Mr Kendall’s decision comes as no surprise. After being re-elected in 2012, he indicated his intention to make his current and fourth two-year term his last but only confirmed his decision in public on Monday, after informing the NFU’s ruling body.

Mr Kendall decided to stand for a fourth term, having considered quitting after six years, because of what he described as ‘unfinished business’ on bovine TB and Common Agricultural Policy (CAP), issues still dominating the NFU agenda today.

Mr Kendall, who farms 620 hectares of combinable crops in East Bedfordshire, in partnership with his brother, became NFU president in 2006, after challenging and defeating incumbent president Tim Bennett. Previously he had served for a short time as Mr Bennett’s deputy, having chaired the NFU’s cereals committee.

He has presided over some key industry events, including the 2007 foot-and-mouth and bluetongue outbreaks, reform of the CAP, last year’s SOS Dairy campaign and the recent badger cull pilots.

The last few months have been particularly tumultuous, as Mr Kendall has clashed with Defra Secretary Owen Paterson over implementation of CAP reform in England and become a focal point of the protest movement against badger culling.

He revealed in the High Court in August how he and his family had been targeted directly by protestors, as the NFU successfully obtained an injunction against protestors ahead of the pilot badger culls.

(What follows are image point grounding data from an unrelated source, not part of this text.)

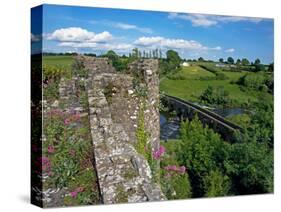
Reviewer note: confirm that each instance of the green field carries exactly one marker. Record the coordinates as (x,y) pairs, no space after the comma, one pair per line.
(59,61)
(191,87)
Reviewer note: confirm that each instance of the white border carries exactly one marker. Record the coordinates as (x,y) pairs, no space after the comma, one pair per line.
(14,106)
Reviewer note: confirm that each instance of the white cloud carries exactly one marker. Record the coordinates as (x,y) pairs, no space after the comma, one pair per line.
(153,42)
(35,38)
(100,46)
(210,20)
(230,50)
(131,26)
(77,34)
(124,26)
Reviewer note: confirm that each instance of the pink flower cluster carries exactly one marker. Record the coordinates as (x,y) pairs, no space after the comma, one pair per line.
(55,113)
(74,193)
(175,168)
(51,149)
(158,153)
(43,164)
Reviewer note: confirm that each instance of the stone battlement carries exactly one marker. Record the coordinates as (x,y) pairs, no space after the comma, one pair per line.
(115,103)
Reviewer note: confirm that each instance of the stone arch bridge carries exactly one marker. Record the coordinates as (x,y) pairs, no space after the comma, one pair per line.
(187,110)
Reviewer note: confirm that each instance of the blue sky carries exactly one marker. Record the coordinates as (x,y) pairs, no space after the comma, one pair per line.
(86,29)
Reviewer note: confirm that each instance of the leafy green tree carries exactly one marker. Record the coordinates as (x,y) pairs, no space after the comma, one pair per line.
(216,184)
(201,152)
(217,96)
(201,59)
(173,58)
(245,62)
(257,61)
(271,67)
(259,67)
(238,62)
(250,166)
(230,60)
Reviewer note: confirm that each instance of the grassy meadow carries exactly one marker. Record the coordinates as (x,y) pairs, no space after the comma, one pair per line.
(62,61)
(194,80)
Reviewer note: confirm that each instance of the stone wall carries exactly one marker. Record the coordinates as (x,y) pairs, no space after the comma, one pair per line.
(123,174)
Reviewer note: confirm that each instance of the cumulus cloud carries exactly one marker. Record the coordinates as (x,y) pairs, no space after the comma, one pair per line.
(35,38)
(210,20)
(230,50)
(100,46)
(122,25)
(77,34)
(133,27)
(172,43)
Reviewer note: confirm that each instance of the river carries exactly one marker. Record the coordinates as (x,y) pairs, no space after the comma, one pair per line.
(170,126)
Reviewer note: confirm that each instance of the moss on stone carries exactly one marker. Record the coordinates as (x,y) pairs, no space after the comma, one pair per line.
(121,194)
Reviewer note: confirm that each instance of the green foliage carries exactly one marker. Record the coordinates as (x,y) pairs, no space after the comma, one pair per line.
(173,58)
(251,168)
(271,67)
(218,96)
(262,121)
(230,60)
(245,62)
(78,69)
(53,72)
(70,154)
(216,184)
(176,76)
(218,74)
(256,81)
(259,67)
(141,145)
(240,119)
(174,185)
(217,168)
(202,151)
(170,64)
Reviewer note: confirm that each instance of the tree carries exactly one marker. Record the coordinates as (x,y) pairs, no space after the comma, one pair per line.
(230,60)
(216,184)
(271,67)
(257,61)
(135,53)
(259,67)
(173,59)
(202,151)
(201,59)
(245,62)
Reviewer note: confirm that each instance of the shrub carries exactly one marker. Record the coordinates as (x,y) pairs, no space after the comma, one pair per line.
(216,184)
(217,96)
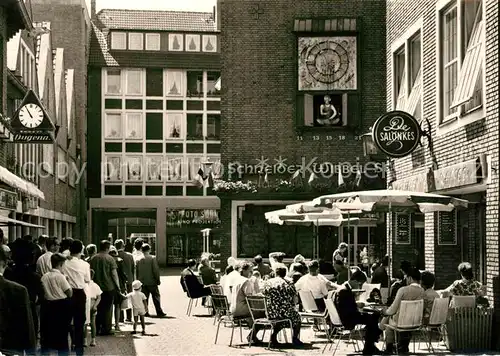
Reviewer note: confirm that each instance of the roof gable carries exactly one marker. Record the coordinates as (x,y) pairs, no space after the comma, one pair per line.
(151,20)
(13,47)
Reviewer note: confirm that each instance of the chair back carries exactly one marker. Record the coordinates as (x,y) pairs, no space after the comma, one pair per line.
(216,289)
(308,302)
(411,313)
(200,279)
(439,312)
(367,290)
(332,312)
(220,304)
(468,301)
(257,306)
(187,289)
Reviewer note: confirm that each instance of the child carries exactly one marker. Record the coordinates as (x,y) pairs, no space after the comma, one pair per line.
(139,305)
(93,292)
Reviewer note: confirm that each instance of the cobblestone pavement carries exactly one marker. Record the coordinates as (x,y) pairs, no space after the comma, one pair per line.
(180,334)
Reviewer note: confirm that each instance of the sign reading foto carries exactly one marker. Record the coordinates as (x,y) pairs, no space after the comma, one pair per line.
(397,133)
(31,123)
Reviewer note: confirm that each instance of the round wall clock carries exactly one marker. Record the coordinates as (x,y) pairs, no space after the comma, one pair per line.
(327,61)
(31,115)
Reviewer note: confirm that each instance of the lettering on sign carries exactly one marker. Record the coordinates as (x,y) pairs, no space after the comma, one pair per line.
(403,229)
(396,133)
(193,217)
(447,228)
(417,183)
(458,175)
(8,199)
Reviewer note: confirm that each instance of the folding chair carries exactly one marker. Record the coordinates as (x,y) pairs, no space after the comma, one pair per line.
(221,307)
(437,321)
(311,310)
(410,317)
(258,306)
(191,299)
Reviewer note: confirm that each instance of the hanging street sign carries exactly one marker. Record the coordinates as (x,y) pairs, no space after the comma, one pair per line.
(397,134)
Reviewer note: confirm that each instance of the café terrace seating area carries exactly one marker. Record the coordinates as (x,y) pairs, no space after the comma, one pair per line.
(455,324)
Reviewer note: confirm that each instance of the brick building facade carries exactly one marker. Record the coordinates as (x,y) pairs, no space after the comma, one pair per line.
(269,112)
(452,48)
(153,122)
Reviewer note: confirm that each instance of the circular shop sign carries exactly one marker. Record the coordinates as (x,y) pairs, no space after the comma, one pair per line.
(396,133)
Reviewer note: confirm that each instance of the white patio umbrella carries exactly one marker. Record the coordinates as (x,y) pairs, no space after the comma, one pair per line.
(322,217)
(388,200)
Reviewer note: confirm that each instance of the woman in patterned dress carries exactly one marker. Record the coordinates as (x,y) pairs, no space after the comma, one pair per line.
(281,298)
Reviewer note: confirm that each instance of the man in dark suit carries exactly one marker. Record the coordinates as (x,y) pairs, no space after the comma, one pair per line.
(191,282)
(148,272)
(350,315)
(17,332)
(128,269)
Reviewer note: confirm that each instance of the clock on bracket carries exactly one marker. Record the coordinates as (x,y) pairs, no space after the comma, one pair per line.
(327,63)
(31,116)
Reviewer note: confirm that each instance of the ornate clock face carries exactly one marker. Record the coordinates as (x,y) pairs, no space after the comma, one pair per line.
(327,61)
(31,115)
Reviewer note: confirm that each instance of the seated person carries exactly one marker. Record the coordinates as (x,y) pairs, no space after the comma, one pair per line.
(298,265)
(262,267)
(191,283)
(206,272)
(311,282)
(350,316)
(342,272)
(427,283)
(380,275)
(412,291)
(280,297)
(400,282)
(276,260)
(467,286)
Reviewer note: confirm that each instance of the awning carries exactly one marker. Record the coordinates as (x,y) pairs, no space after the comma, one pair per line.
(14,181)
(8,221)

Outspoken and an excellent communicator on public platforms and in the media, he has generally managed to achieve the balance of robust promotion of farming’s agenda, while retaining the respect of the political establishment and the food chain. His goal from the start, he said, was to promote farming in a positive light, as part of the solution to domestic and global food and environmental problems, rather than part of the problem.

His leadership style and policies have brought criticism from some farmers, inside and outside the NFU, while his vocal support for controversial policies like the badger cull, GM crops and large-scale farms have earned him lots of critics outside farming.

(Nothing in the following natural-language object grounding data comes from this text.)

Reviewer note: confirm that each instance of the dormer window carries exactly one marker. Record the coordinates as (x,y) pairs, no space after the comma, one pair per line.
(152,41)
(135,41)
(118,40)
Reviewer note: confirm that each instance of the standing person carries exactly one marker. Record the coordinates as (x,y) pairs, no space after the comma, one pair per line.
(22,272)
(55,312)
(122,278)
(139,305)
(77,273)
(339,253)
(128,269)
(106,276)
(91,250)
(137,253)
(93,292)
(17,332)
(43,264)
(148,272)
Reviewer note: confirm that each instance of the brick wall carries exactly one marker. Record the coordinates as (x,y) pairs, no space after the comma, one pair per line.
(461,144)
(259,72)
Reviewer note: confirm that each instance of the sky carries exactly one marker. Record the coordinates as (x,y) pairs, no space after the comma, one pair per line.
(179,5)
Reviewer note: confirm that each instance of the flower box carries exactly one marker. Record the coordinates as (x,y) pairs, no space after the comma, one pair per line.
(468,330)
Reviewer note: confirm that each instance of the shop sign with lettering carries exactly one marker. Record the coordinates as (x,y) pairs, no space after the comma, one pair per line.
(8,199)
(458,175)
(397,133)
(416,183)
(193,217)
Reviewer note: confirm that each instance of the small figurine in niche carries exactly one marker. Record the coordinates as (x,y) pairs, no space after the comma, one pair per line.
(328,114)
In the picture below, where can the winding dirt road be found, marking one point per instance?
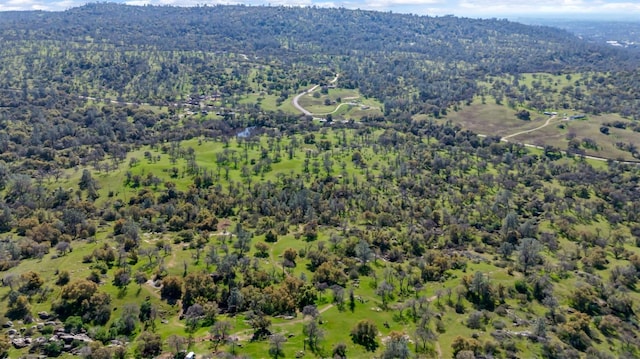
(531, 130)
(306, 92)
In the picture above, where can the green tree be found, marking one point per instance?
(149, 345)
(276, 345)
(365, 333)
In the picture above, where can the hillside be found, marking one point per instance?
(299, 182)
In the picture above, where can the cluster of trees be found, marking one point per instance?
(440, 60)
(396, 204)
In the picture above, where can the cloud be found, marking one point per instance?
(469, 8)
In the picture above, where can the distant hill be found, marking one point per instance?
(413, 64)
(497, 45)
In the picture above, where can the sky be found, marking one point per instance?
(608, 9)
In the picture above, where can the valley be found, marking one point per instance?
(206, 180)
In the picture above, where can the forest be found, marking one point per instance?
(255, 182)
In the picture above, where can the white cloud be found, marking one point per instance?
(470, 8)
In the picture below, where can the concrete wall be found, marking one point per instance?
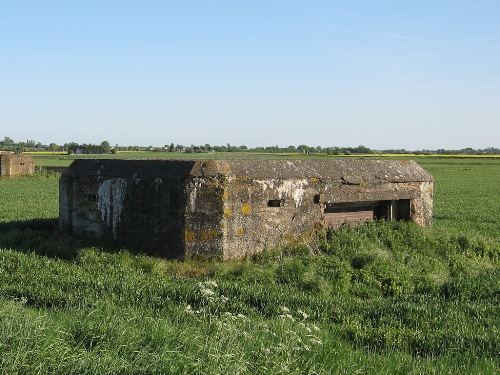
(228, 208)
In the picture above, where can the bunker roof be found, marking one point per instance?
(350, 171)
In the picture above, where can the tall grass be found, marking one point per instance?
(384, 298)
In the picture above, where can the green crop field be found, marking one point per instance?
(380, 298)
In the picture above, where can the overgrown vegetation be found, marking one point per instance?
(378, 298)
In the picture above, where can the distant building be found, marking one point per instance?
(12, 164)
(227, 208)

But he is widely seen, even by his farming critics, as a strong leader of the NFU who will be a tough act to follow.

Mr Kendall will continue as NFU president until the end of February.  

However, the battle for the top spot at the NFU and the other two officeholder positions will begin in earnest this week.

The race for the NFU leadership

  • The elections for the three main NFU officeholder positions will take place on the second day of the NFU 2014 annual conference, in Birmingham, on February 26.
  • The NFU council will vote to elect the three officeholders.
  • Nominations for the posts of president, deputy president and vice president can now be taken.
  • All full farmer and grower members are eligible to stand.  
  • Hustings will be held in the week commencing 27 January 2014. Further hustings dates may be arranged if required.
  • All nominations must be received by Wednesday 15 January at the latest.